Apoptosis Triggering in Breast Cancer Cells with Co-delivery of Melatonin and Doxorubicin Loaded into Human Adipose Mesenchymal Stem Cell Derived Exosomes

Abstract

Abstract Background In recent years, numerous efforts have been dedicated to reducing the side effects of doxorubicin (DOX). Exosomes (EXOs), as extracellular vesicles (EVs), can play a role in the safe transport of DOX in breast cancer treatment. The aim of this study was to alleviate the adverse effects associated with DOX while enhancing its targeted delivery to cancer cells through the codelivery of melatonin (MEL) as an antioxidant and DOX into EXOs-derived from human adipose tissue mesenchymal stem cells (A-MSCs). Methods MSCs were isolated from liposuction samples using collagenase II enzyme, and stemness markers were evaluated by flow cytometry. EXOs were extracted from conditioned A-MSCs media through ultracentrifugation, and surface markers were evaluated by western blotting, DLS and TEM. The absorption and release of EXOs in cells were investigated using PKH-26 dye and UV–Vis spectrophotometry, respectively. DOX and MEL were loaded into EXOs using the sonication method, and their cytotoxic effects on normal and cancer cells were evaluated using the MTT test. Additionally, the expression of p53, NANOG, and miR-34a genes was analyzed using qRT-PCR, and apoptosis was assessed using flow cytometry and acridine/orange dye. Results It was observed that they exhibited remarkable stability under pH ~ 7.4 while displaying a high release rate under low pH conditions commonly found within cancerous environments (pH ~ 5.0). Cellular uptake experiments revealed a substantial percentage of internalization. Cytotoxicity evaluation demonstrated that co-delivery of DOX and MEL into EXOs (Exo-DOX-MEL) enhanced their toxicity towards normal MCF-10A and A-MSC cells, while exhibiting greater lethality towards MCF-7 and MDA-MB231 cancer cells.

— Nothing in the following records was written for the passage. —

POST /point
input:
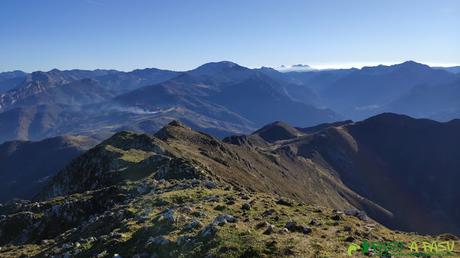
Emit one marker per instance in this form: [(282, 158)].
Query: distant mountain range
[(221, 98)]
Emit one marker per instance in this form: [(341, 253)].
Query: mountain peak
[(177, 123), (276, 131), (216, 67)]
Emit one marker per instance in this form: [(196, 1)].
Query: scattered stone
[(283, 201), (262, 224), (194, 224), (186, 209), (246, 206), (268, 212), (159, 240), (224, 219), (219, 207), (169, 216), (199, 214), (349, 239), (212, 198), (270, 230), (313, 222), (347, 229), (209, 230), (358, 214), (230, 202), (336, 217), (210, 184), (294, 227), (284, 231)]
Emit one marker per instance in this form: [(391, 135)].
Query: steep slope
[(439, 101), (363, 92), (30, 123), (408, 166), (227, 92), (26, 166), (9, 80), (182, 193), (132, 156)]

In normal cells, Exo-DOX-MEL augmented the effects of DOX, leading to increased expression of p53 and miR-34a and decreased expression of NANOG, particularly in MCF-7 and MDA-MB231 cells. Apoptotic analysis validated the favorable outcomes associated with Exo-DOX-MEL, which enhanced DOX efficacy in cancer cells while reducing apoptosis in normal cells compared to the administration of free DOX. Conclusions Exo-DOX-MEL appears to enhance the destructive effects of DOX in cancer cells, particularly those resistant to chemotherapy such as MDA-MB231 cells. It also plays a protective role in normal cells, which could be crucial in the treatment of drug resistance and the side effects caused by DOX.